— E este? perguntei, apontando um retalho amarello, para avival-a.
Pausou um bocado a trise avó, em contemplação. Depois:
— Este é novo. Já tinha 15 annos quando o vestiu pela primeira vez n'um mutirão do Labrego. Não gosto delle. Parece-me que a desgraça começa aqui. Ficou um vestido muito assentadinho no corpo e galante, mas, pelas minhas contas, foi o culpado do Labreguinho engraçar-se da coitada. Hoje sei disso. Naquelle tempo nada suspeitava...
— Este, disse-lhe eu, fingindo recordar-me é o que ellla vestia quando cá estive.

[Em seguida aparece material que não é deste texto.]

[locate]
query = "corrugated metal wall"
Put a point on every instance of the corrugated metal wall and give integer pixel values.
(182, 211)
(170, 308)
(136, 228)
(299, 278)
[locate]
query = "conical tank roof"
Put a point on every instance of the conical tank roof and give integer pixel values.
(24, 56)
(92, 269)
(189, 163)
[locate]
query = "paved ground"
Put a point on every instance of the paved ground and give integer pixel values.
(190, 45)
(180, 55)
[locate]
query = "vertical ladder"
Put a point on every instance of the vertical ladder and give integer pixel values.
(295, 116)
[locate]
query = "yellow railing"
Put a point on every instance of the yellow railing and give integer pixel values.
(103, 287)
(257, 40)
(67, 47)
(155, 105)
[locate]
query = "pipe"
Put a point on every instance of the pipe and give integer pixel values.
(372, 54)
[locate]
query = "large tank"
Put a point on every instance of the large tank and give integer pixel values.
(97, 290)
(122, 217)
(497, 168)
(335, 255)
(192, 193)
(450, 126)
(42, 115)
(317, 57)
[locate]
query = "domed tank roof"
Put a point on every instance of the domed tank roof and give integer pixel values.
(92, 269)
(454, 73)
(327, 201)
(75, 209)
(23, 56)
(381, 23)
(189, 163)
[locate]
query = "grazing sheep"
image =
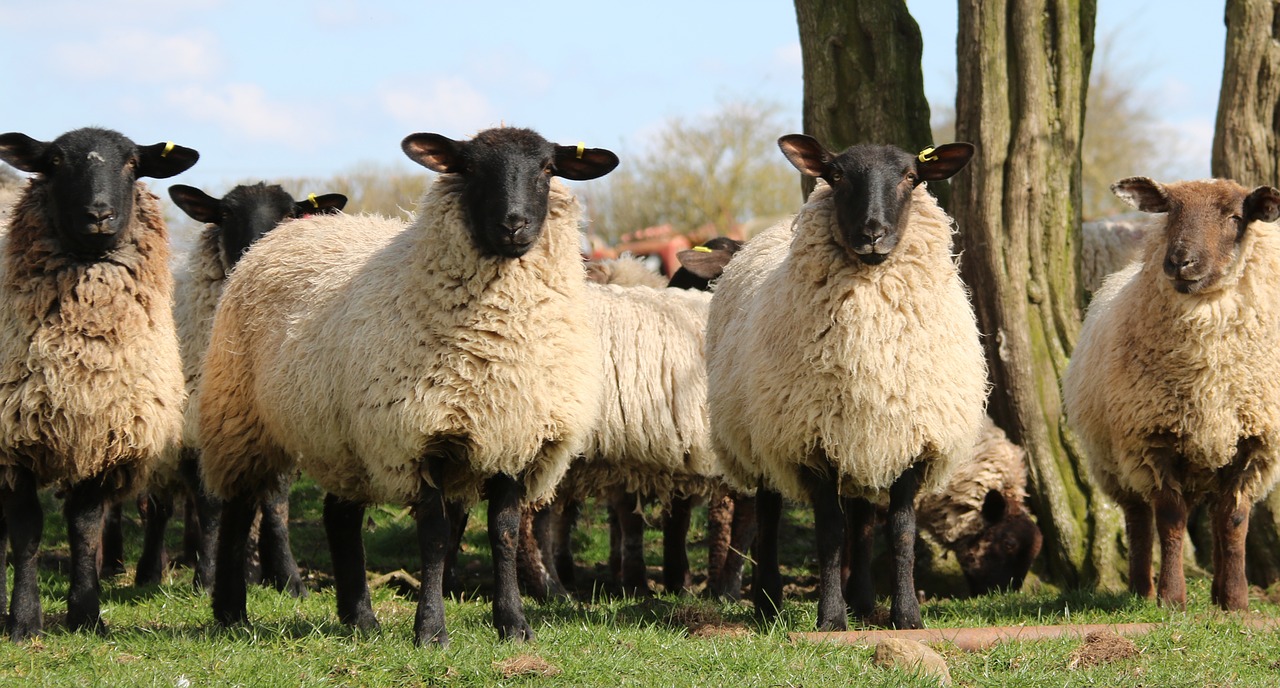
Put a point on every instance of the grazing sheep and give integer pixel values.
(90, 377)
(233, 223)
(1173, 383)
(421, 363)
(844, 361)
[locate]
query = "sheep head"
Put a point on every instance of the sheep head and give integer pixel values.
(1206, 223)
(507, 179)
(90, 174)
(872, 187)
(247, 212)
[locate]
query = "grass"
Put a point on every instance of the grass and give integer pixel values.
(164, 634)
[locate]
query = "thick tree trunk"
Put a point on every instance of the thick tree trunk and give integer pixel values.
(1023, 74)
(1247, 148)
(862, 77)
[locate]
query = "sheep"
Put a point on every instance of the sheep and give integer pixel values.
(1171, 385)
(844, 359)
(233, 223)
(421, 363)
(90, 379)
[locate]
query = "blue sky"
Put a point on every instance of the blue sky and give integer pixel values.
(296, 88)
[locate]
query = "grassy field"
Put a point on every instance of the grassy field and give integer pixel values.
(164, 634)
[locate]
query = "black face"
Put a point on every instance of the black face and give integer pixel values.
(507, 174)
(90, 174)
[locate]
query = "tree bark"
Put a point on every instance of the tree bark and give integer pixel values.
(862, 77)
(1247, 148)
(1023, 76)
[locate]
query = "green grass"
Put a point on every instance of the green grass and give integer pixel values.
(164, 634)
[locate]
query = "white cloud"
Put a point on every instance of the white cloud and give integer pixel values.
(243, 110)
(140, 55)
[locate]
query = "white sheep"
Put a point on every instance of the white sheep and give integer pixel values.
(844, 359)
(90, 379)
(411, 365)
(1173, 383)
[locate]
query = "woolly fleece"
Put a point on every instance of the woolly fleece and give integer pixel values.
(809, 349)
(357, 347)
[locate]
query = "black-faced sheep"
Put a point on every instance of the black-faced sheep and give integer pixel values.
(421, 363)
(90, 377)
(844, 361)
(1173, 384)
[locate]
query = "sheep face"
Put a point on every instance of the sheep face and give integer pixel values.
(247, 212)
(872, 187)
(1000, 555)
(507, 179)
(90, 174)
(1205, 226)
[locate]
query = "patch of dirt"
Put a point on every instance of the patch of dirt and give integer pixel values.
(526, 665)
(1102, 647)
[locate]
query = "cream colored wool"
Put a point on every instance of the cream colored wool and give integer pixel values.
(357, 345)
(1196, 372)
(809, 349)
(90, 377)
(956, 510)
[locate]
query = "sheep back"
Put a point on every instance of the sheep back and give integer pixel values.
(362, 345)
(878, 367)
(90, 377)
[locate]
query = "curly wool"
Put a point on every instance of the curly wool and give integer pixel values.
(1196, 372)
(90, 377)
(812, 352)
(357, 347)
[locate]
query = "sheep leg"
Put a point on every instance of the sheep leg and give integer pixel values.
(26, 521)
(342, 523)
(83, 513)
(434, 540)
(154, 559)
(768, 576)
(675, 545)
(1171, 526)
(828, 526)
(1230, 526)
(508, 613)
(229, 595)
(860, 588)
(1141, 530)
(279, 568)
(905, 608)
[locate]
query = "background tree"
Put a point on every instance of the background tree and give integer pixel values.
(1023, 73)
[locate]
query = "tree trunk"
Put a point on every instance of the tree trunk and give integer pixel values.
(1023, 76)
(862, 77)
(1247, 148)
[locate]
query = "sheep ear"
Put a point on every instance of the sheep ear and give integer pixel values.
(196, 203)
(164, 160)
(1262, 205)
(944, 161)
(24, 152)
(1142, 193)
(581, 164)
(805, 154)
(327, 203)
(435, 152)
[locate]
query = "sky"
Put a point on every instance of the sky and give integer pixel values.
(291, 88)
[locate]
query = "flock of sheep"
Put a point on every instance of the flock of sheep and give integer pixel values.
(467, 354)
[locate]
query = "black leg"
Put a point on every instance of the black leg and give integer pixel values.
(768, 577)
(342, 523)
(83, 513)
(508, 611)
(905, 608)
(26, 521)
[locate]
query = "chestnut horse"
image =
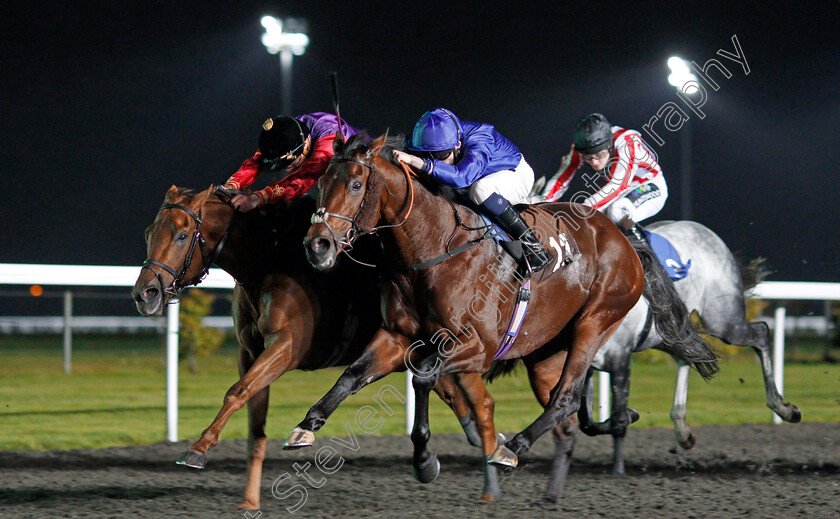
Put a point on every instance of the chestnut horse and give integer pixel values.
(574, 308)
(287, 316)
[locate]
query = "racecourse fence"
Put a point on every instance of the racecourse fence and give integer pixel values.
(68, 276)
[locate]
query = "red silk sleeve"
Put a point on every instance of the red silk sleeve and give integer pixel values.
(302, 180)
(247, 173)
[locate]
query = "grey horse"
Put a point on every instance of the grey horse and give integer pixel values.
(714, 288)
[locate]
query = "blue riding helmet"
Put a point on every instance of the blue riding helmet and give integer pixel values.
(437, 130)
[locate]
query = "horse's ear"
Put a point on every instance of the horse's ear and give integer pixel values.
(338, 143)
(171, 194)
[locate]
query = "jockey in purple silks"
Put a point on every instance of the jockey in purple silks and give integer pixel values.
(464, 154)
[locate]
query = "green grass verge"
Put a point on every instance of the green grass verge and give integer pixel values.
(116, 395)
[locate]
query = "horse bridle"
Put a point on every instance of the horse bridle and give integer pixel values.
(178, 276)
(345, 244)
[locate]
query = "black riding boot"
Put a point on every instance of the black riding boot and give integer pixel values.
(633, 230)
(535, 256)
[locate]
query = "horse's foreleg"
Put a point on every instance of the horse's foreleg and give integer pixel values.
(685, 436)
(620, 419)
(257, 411)
(273, 362)
(448, 391)
(589, 335)
(384, 355)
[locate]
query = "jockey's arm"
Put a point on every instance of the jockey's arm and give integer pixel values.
(557, 185)
(246, 174)
(470, 168)
(302, 180)
(618, 175)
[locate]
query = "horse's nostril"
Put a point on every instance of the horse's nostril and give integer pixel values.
(150, 294)
(320, 245)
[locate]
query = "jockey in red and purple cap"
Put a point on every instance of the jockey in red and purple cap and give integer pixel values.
(302, 145)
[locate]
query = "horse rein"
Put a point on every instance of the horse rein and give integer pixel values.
(345, 244)
(178, 276)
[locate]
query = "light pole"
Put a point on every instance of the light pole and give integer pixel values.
(680, 75)
(289, 42)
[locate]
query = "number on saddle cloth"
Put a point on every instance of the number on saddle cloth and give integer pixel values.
(668, 256)
(563, 244)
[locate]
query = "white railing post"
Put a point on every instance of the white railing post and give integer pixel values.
(604, 392)
(779, 354)
(172, 372)
(409, 402)
(68, 332)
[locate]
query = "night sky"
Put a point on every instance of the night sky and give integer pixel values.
(107, 104)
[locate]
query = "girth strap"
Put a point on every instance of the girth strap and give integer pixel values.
(516, 320)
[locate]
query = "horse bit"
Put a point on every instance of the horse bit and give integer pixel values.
(178, 281)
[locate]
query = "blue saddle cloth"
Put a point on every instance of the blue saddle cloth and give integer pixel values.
(667, 256)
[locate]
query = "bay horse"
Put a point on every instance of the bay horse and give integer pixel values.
(286, 315)
(573, 309)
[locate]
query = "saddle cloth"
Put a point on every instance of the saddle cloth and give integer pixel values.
(668, 256)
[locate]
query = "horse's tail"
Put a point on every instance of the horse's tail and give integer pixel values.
(500, 368)
(680, 336)
(753, 273)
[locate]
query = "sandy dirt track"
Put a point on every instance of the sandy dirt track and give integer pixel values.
(735, 471)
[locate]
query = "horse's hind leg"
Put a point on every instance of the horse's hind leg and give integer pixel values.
(590, 333)
(732, 328)
(685, 436)
(384, 355)
(448, 391)
(257, 411)
(483, 406)
(543, 377)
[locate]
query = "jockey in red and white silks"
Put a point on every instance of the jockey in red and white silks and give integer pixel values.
(625, 180)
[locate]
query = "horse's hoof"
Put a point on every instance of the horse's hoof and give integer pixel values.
(427, 471)
(250, 505)
(689, 442)
(299, 438)
(503, 457)
(192, 459)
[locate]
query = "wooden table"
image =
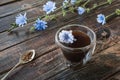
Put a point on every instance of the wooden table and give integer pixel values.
(49, 61)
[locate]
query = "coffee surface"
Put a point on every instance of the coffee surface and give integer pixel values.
(82, 39)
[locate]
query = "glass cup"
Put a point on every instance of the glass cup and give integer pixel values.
(78, 54)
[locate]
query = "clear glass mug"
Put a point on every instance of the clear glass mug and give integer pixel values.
(79, 55)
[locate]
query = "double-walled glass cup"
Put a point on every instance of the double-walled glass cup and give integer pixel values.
(75, 55)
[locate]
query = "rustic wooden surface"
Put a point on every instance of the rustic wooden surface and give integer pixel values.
(49, 61)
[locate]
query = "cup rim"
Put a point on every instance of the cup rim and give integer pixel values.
(88, 46)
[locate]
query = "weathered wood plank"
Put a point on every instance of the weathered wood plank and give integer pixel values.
(6, 42)
(17, 7)
(101, 65)
(32, 8)
(41, 68)
(41, 44)
(23, 46)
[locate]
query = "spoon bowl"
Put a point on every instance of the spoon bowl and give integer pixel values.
(27, 56)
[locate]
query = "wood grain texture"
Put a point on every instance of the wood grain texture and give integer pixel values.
(49, 62)
(99, 68)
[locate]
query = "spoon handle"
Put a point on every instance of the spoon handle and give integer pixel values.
(10, 71)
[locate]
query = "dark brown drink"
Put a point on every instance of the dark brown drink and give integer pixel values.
(82, 40)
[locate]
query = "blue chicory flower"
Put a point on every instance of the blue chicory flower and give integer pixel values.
(40, 24)
(81, 10)
(66, 37)
(73, 1)
(21, 20)
(49, 7)
(101, 19)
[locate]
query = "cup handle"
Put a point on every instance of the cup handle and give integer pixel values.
(90, 53)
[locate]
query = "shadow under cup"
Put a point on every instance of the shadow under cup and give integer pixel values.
(76, 53)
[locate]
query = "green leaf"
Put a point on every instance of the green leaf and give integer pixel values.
(117, 12)
(109, 1)
(32, 29)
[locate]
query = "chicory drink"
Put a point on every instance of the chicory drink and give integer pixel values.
(81, 40)
(77, 43)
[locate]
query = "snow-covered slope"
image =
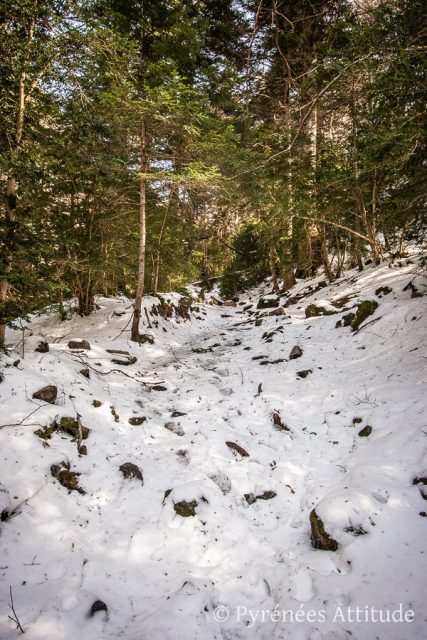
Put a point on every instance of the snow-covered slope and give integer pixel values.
(242, 566)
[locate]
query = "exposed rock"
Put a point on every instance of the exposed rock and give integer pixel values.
(383, 291)
(295, 353)
(46, 432)
(42, 347)
(68, 479)
(268, 302)
(137, 420)
(304, 373)
(364, 310)
(314, 310)
(185, 509)
(79, 344)
(98, 605)
(415, 293)
(420, 480)
(320, 539)
(47, 394)
(71, 426)
(124, 363)
(118, 352)
(167, 309)
(175, 428)
(236, 447)
(277, 421)
(277, 312)
(130, 470)
(267, 495)
(222, 481)
(347, 319)
(355, 530)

— E' engano seu. Era, quer ver qual? era este de pintas vermelhas, repare bem.
— E' verdade, é verdade, menti, agora me lembro, era isso mesmo. E este derradeiro?
Após uma pausa dorida, a pobre creatura sacudiu a cabeça, e balbuciou:
— Este é o da desgraça. Foi o ultimo que lhe fiz. Com elle fugiu... e me matou.
Calou-se, a lacrimejar, tremula.
Calei-me tambem, oppresso d'um infinito apertão d'alma.
Que quadro immensamente triste aquelle fim de vida machucado pela mocidade louca!...
E ficamos, ambos, assim immoveis, de olhos pregados na colcha. Ella, por fim, quebrou o silencio:
— Era o meu presente de noivado. Deus não quiz. Será agora a minha mortalha. Já pedi que me enterrassem com ella...
E guardou-a dobradinha na caixa, envolta n'um suspiro.